Unter Berücksichtigung alles dessen wäre es, um auch den dem aufmerksamen Kraftfahrer an der Unfallstelle drohenden Gefahren zu begegnen, hier erforderlich gewesen, die Fahrbahngrenze durch Maßnahmen der vom Berufungsgericht angegebenen Art kenntlich oder zumindest durch ein Hinweisschild auf die mangelnde Standfestigkeit des 1 m breiten Banketts aufmerksam zu machen. Daß eine solche Verpflichtung bestand, hätte auch von den dafür verantwortlichen Organen des beklagten Landes erkannt werden müssen, so daß diesen der Vorwurf eines Verschuldens nicht erspart werden kann.

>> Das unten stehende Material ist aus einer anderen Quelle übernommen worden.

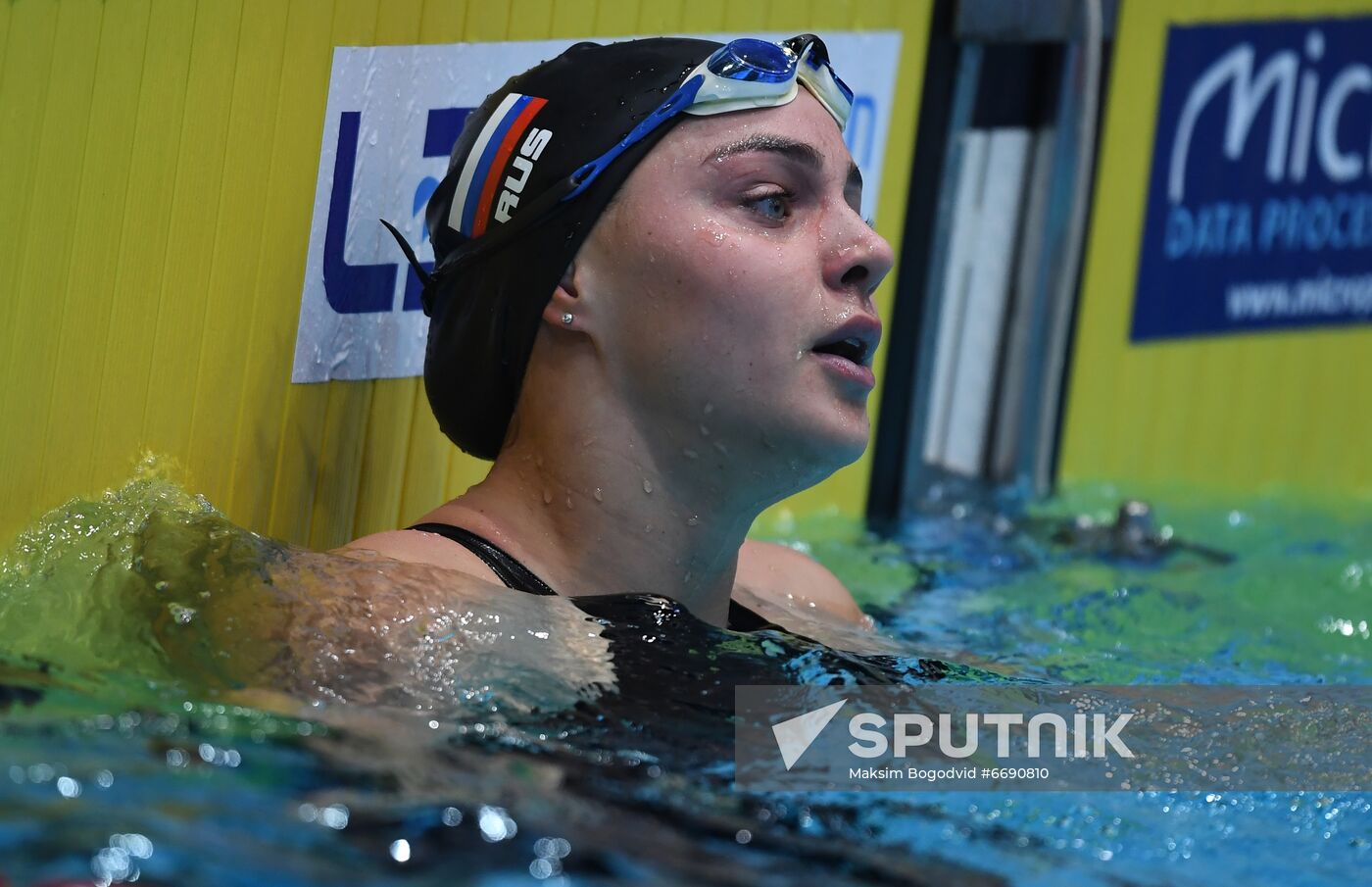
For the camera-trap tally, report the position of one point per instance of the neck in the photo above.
(607, 511)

Daß diese Verpflichtung noch eindeutiger gewesen wäre, wenn die Feststellung des Landgerichts zutreffend sein sollte, daß bis kurz vor der Unfallstelle ein befestigter Gehweg die Fahrbahn gesäumt habe und die anschließende Verengung des befestigten Straßenteils um etwa 50 cm nicht irgendwie erkennbar gewesen sei, bedarf keiner weiteren Begründung. Aber auch unabhängig davon muß, wie gesagt, ein Verschulden der verantwortlichen Organe des beklagten Landes bejaht werden.

28

3.)

Wenn die Vorinstanzen ein Verschulden des Kraftfahrers M. verneint haben, so ist das aus Rechtsgründen nicht zu beanstanden: Möglicherweise mag trotz des Schneefalls die Grenze zwischen der Fahrbahn (mit glatter Oberfläche) und dem Bankett (mit einer gegenüber der Fahrbahn rauheren Oberfläche) bei genauem Hinsehen objektiv erkennbar gewesen sein. Jedoch kann dem Fahrer M. nicht der Vorwurf gemacht werden, die im Verkehr erforderliche Sorgfalt außer acht gelassen zu haben, wenn er - der sein Augenmerk vornehmlich auf den Gegenverkehr zu richten hatte - diese nur schwer erkennbare Grenze im Fahren nicht erkannt hat. Es kann ihm auch nicht zum Vorwurf gemacht werden, daß er bis etwa 80 cm an die Böschungskante nach rechts herausgefahren ist, weil er mangels besonderer Kenntlichmachung oder Hinweise nicht damit zu rechnen brauchte, daß er schon bei einem solchen Abstand von der Böschungskante die Fahrbahn verlassen und auf ein nicht standfestes Bankett geraten würde. Auf die Behauptung des beklagten Landes, daß M. ruckartig nach rechts ausgebogen sei, kommt es dabei in diesem Zusammenhang nicht entscheidend an.

29

4.)

Wenn die Vorinstanzen unter Berücksichtigung der Betriebsgefahr des Lastzuges, die sich die Firma Ha. und damit auch die Klägerin entgegenhalten lassen müssen (§7 StVG i.V.m. §254 BGB), eine Haftung des beklagten Landes zu 3/4 für begründet erachtet haben, so laßt das ebenso wenig wie die ziffernmäßige Berechnung des Anspruchs der Klägerin einen Rechtsirrtum zu Lasten des beklagten Landes erkennen.

30

Nach alledem war die Revision des beklagten Landes gegen das Berufungsurteil zurückzuweisen.

31

Die Kosten des erfolglos gebliebenen Rechtsmittels hat das beklagte Land gemäß §97 ZPO zu tragen.